This month, world leaders met in Marrakech to discuss how to unleash $125 billion in new lending through World Bank reforms. There was universal support for bank President Ajay Banga’s proposed reforms, although it is clear that shareholders will not be injecting more capital into the bank. This begs the question of how multilateral development banks, including the World Bank, can have a greater impact on their current balance sheet. As mayors of two cities in the global south, we believe that this work will be in vain if it does not focus on how to get much more investment into cities.
The path to net zero runs through the world’s cities. They are home to over half the world’s population, generate more than 80% of global gross domestic product, and an estimated 75% of greenhouse gas emissions. City governments are at the forefront of the climate crisis: they are already facing climate risks, including severe flooding and extreme heat, as well as receiving climate migrants. They must also invest in low-carbon, resilient infrastructure to accommodate the projected 2.5 billion increase in urban population by 2050.

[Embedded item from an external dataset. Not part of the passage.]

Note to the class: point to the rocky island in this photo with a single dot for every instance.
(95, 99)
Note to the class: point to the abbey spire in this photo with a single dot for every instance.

Many municipal governments have developed ambitious climate action plans and targets to cut emissions and support adaptation. But most — particularly in the global south — lack access to the funding they need for implementation. Their projects are seen as too small or too risky to attract private investment. To complicate matters, many cities are not able to raise taxes or borrow directly from MDBs, and major international financial institutions develop investment projects informed by national government priorities, which frequently leave cities out of the equation.